Market Review Q224: The Fed’s Kaput

Stocks continued to run in the second quarter with the S&P 500 posting a total return of 4.28% for the second quarter and 15.29% for the first half. After a bit of weakness early in the quarter, it took only a few weeks for stocks to resume their winning ways. Once again, big tech, artificial intelligence, and momentum were leading themes.

Another leading theme was the Fed "put", the practice of monetary authorities easing financial conditions when markets become turbulent, or even just stagnant. As concerns about growth have been increasing, so too have expectations of market-friendly rate cuts from the Fed also been increasing. The result is, there is almost never an environment that is bad for stocks.

Long live the Fed put

To be sure, there are valid reasons for believing in the Fed's support of the market. For starters, there is history. Since the late 1990s, and arguably going back even further, the Fed has made a practice of easing financial conditions whenever turbulence arose. Financial stability has been a priority, and it remains a priority.

In addition, the Fed has a more expansive toolkit today than it ever has to deal with a wide variety of financial miscues.

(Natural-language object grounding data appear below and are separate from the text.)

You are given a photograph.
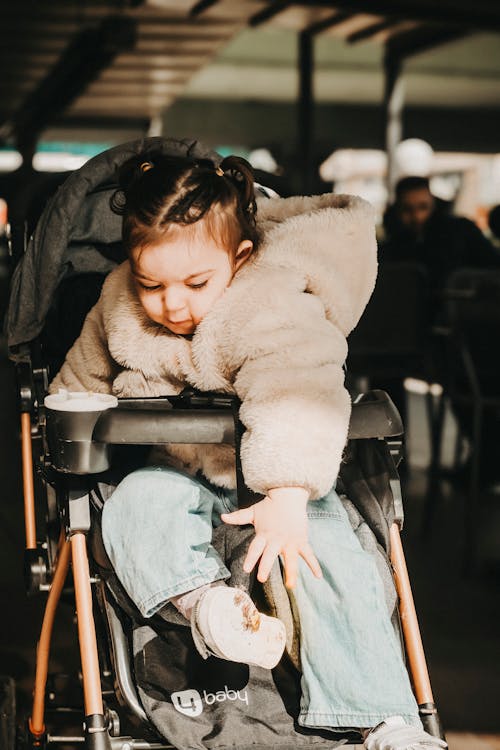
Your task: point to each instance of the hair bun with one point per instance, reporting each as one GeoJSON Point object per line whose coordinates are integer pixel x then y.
{"type": "Point", "coordinates": [240, 172]}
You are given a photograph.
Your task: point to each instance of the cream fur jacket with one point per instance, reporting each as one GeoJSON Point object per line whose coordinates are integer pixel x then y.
{"type": "Point", "coordinates": [276, 338]}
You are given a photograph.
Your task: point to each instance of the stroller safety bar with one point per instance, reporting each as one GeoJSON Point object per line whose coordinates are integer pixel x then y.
{"type": "Point", "coordinates": [80, 441]}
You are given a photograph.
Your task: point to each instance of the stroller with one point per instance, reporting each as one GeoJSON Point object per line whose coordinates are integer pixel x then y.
{"type": "Point", "coordinates": [133, 674]}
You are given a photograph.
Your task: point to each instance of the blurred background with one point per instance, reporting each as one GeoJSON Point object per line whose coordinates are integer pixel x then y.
{"type": "Point", "coordinates": [394, 100]}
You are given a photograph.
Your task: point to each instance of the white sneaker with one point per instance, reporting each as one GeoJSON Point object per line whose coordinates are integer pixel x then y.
{"type": "Point", "coordinates": [226, 623]}
{"type": "Point", "coordinates": [395, 734]}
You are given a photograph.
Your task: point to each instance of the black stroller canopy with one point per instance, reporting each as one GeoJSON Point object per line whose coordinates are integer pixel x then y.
{"type": "Point", "coordinates": [77, 233]}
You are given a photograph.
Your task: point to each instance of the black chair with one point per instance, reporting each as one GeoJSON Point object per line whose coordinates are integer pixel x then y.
{"type": "Point", "coordinates": [472, 307]}
{"type": "Point", "coordinates": [393, 340]}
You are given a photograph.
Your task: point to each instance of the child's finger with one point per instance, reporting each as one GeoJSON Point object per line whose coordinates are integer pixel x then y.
{"type": "Point", "coordinates": [291, 563]}
{"type": "Point", "coordinates": [308, 555]}
{"type": "Point", "coordinates": [255, 550]}
{"type": "Point", "coordinates": [238, 517]}
{"type": "Point", "coordinates": [269, 555]}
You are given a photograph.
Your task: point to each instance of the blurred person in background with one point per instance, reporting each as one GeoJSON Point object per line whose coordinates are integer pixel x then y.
{"type": "Point", "coordinates": [421, 228]}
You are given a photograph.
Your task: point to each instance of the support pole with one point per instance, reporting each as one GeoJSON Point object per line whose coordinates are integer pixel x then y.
{"type": "Point", "coordinates": [305, 110]}
{"type": "Point", "coordinates": [37, 722]}
{"type": "Point", "coordinates": [393, 105]}
{"type": "Point", "coordinates": [28, 482]}
{"type": "Point", "coordinates": [413, 642]}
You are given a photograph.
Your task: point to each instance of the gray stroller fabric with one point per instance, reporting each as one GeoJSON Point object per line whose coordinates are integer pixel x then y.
{"type": "Point", "coordinates": [77, 233]}
{"type": "Point", "coordinates": [197, 703]}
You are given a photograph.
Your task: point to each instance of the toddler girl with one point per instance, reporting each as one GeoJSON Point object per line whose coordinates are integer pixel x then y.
{"type": "Point", "coordinates": [212, 299]}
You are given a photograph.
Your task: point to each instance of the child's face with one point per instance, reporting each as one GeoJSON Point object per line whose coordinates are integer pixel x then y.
{"type": "Point", "coordinates": [179, 280]}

The GFC featured Quantitative Easing (QE) which was amped up during the Covid lockdowns. The Fed also made the Standing Repo Facility (SRF) permanent, added the Bank Term Funding Program (BTFP) during the banking crisis in early 2023, and has been working to improve the effectiveness of the Discount Window. All of these serve as important backstops for financial plumbing as well as safety nets for financial markets.

Finally, the Fed also recently decided to substantially scale back its Quantitative Tightening (QT) program. After committing to reduce its obscenely bloated balance sheet (from QE) and return to some kind of monetary normalcy, it lost its heart for discipline and caved in. As a result, it is easy to assume the Fed is already on a trajectory of easing again. Rate cuts are just the next logical step.

What has made the Fed put especially potent, however, is the belief system that the Fed not only CAN operate to protect financial markets, but also that it WILL always succeed in boosting them. Some time after the GFC, the Fed put morphed from being a safety net against disruptive dislocations into a guarantee of strong returns. As a result, investors have become habituated to increasingly aggressive intervention. This creates a self-fulfilling prophecy that works as long as investors believe it works. We'll come back to this.